Silke Porath, Jahrgang 1971, lebt mit Mann und drei Kindern im schwäbischen Spaichingen. Sie arbeitete lange Jahre als Zeitungsredakteurin und PR-Beraterin in verschiedenen Agenturen. Seit 2001 ist sie als Schreibtrainerin für Kinder und Dozentin für Kreatives Schreiben tätig.

Das Buch:

Tanja, frisch getrennt von Marc dem Arsch, ihrem Ex, den sie mit einer anderen im Bett erwischt hat, ist auf der Suche nach einer neuen Wohnung. In Stuttgart wird sie fündig. Die Traumwohnung befindet sich in einem Altbau in bester Lage mit drei Zimmern und einer Dusche inmitten der Küche, ist aber leider unbezahlbar. Tanja aber weiß Rat. Mit der Hilfe ihres Chefs Fritz sucht sie nach Mitbewohnern und kommt so nicht nur auf den Hund sondern auch zu zwei wirklichen Sahneschnitten namens Rolf und Chris, die die hübsche Wohnung fortan mit Tanja teilen. Als neuen Liebhaber kann sich Tanja eigentlich gar nicht zwischen den zwei netten Typen entscheiden, aber sie muss es auch gar nicht, denn Chris und Rolf sind schwul. Tanja aber tragen sie auf Händen. Der Prosecco fließt in Strömen, kochen können die Herren auch und dank des floristischen Wissens von Chris wird die Wohnung schon bald zur grünen Oase. Alles scheint perfekt, aber dann verliert Tanja ihren Job und macht einige ganz merkwürdige Erfahrungen im Rahmen ihrer Jobsuche. Als dann noch im Beisein von Tanja der Mops ihres Mitbewohners Rolf, genannt „Earl of Cockwood“ eine Pudeldame besteigt, scheint das Chaos perfekt.
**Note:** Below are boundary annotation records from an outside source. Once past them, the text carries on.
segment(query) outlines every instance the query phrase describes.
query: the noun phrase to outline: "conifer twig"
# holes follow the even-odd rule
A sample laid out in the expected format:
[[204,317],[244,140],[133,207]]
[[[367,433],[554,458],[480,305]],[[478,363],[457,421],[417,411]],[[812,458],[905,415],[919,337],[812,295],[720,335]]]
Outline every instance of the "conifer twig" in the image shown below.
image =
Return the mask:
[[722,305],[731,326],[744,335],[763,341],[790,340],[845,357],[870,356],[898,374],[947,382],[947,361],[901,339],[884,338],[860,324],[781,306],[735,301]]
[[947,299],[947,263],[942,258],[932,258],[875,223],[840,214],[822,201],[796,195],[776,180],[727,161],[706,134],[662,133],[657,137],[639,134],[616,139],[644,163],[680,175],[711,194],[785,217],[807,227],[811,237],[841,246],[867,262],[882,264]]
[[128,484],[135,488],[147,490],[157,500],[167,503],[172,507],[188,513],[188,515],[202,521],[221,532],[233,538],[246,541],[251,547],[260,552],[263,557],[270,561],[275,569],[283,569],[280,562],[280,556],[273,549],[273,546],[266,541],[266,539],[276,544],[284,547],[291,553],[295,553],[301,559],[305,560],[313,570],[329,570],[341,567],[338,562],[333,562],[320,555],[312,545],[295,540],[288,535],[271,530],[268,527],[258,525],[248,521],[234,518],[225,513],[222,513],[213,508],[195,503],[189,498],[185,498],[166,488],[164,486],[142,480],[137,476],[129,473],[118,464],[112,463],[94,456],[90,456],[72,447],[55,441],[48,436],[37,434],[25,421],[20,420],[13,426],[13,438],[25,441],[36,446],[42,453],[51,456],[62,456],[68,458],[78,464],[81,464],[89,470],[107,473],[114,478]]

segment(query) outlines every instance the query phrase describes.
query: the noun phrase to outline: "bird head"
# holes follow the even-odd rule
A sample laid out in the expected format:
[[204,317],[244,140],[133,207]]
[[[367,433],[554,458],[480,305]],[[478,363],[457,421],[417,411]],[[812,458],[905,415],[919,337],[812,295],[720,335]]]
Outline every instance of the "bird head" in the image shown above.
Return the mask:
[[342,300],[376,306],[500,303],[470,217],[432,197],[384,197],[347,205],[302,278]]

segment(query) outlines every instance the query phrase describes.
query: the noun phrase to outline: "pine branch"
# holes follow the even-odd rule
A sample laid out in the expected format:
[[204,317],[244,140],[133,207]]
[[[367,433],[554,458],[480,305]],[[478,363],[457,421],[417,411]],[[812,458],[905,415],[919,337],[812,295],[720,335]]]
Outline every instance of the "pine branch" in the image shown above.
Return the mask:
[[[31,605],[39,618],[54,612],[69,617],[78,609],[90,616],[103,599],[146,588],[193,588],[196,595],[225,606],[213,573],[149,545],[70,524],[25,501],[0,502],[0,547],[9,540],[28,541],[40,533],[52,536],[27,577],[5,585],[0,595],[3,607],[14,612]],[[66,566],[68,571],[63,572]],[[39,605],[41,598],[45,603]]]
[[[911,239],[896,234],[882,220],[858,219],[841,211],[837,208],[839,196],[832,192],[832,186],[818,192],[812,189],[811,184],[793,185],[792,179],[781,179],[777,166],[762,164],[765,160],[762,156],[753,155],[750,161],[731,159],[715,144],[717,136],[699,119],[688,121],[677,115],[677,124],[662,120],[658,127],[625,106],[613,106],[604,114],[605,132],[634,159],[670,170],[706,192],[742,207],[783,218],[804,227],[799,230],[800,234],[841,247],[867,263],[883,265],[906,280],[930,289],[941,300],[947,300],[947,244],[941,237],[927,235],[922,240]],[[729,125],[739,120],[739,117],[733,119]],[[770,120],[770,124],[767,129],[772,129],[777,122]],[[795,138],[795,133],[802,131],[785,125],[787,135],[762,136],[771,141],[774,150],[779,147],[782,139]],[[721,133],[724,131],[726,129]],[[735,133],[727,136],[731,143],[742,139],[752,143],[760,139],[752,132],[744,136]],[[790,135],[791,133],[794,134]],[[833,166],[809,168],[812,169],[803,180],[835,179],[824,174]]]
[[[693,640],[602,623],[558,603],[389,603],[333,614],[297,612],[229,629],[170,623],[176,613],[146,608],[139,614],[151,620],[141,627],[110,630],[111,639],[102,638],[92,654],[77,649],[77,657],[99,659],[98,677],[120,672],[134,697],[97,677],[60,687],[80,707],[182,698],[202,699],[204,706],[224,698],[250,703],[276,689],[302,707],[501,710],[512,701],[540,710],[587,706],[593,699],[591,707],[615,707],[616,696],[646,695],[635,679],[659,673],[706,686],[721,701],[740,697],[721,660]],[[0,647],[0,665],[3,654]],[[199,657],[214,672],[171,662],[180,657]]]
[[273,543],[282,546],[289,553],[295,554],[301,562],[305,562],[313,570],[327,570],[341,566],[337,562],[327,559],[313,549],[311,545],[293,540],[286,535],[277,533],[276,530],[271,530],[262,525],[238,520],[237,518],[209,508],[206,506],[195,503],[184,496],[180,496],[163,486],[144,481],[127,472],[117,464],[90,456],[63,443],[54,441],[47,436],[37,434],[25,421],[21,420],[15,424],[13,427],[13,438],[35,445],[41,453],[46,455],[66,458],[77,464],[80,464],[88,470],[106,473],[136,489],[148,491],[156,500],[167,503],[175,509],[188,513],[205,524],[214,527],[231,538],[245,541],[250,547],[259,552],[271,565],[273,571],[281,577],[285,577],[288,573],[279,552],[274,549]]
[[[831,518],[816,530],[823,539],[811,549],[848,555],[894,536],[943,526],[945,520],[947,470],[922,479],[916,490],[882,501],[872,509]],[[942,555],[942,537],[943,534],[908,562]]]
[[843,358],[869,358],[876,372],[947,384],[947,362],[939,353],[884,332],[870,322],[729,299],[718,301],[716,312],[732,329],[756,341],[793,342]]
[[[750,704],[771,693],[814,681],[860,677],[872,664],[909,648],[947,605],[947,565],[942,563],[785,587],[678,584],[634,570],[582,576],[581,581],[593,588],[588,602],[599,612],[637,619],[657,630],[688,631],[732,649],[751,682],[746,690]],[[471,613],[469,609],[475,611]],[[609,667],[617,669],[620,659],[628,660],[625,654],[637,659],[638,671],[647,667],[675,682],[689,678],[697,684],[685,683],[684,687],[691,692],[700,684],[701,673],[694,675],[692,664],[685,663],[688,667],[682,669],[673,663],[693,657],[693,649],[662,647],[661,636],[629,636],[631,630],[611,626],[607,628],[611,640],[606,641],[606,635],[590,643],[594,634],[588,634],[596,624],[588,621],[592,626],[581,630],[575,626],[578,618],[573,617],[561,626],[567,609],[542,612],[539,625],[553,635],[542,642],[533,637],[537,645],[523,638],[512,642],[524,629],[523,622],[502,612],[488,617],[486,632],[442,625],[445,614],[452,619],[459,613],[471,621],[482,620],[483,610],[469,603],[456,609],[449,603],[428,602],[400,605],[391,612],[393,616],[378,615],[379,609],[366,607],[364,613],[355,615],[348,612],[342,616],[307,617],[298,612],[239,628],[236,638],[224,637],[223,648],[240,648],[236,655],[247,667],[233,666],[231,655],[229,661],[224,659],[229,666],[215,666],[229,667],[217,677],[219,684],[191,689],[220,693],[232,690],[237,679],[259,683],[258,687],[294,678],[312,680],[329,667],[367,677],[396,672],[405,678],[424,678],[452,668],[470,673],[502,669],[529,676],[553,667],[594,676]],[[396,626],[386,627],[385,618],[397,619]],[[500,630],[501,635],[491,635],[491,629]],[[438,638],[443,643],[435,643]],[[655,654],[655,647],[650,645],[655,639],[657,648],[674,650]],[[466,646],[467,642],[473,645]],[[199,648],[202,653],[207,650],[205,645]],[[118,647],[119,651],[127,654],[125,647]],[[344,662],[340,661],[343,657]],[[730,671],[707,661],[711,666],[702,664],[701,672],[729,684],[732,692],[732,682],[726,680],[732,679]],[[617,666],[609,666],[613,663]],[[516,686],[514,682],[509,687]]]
„Nicht ohne meinen Mops“ ist Chicklit pur, wunderbar komische und einfach nur schräge Unterhaltung. Ein Roman für alle, die einmal von Herzen lachen wollen und denen auch sonderbare Lebenssituationen möglich scheinen. Die schwulen Mitbewohner jedenfalls würde ich mir schon gerne für eine Weile ausleihen, aber vielleicht ist die Beschreibung der netten Herren gar nicht einmal so weit hergeholt. Meine eigene Erfahrung sagt mir, dass gerade homosexuelle Männer wirklich Frauen verstehen und das merkt man doch hier, oder?

Dieser Frauenroman ist natürlich nur etwas für Liebhaber dieses Genres. Jeder, der ernstere Themen bevorzugt und dem das Herz nicht auf der Zunge liegt, ist hier sicher falsch bedient. „Wenn der Mops mal mit dem Pudel sorgt das ordentlich für Trubel.“ Vor allem die Manieren dieses bellenden Hauptdarstellers sind einfach nur mopsig und zum heulen komisch.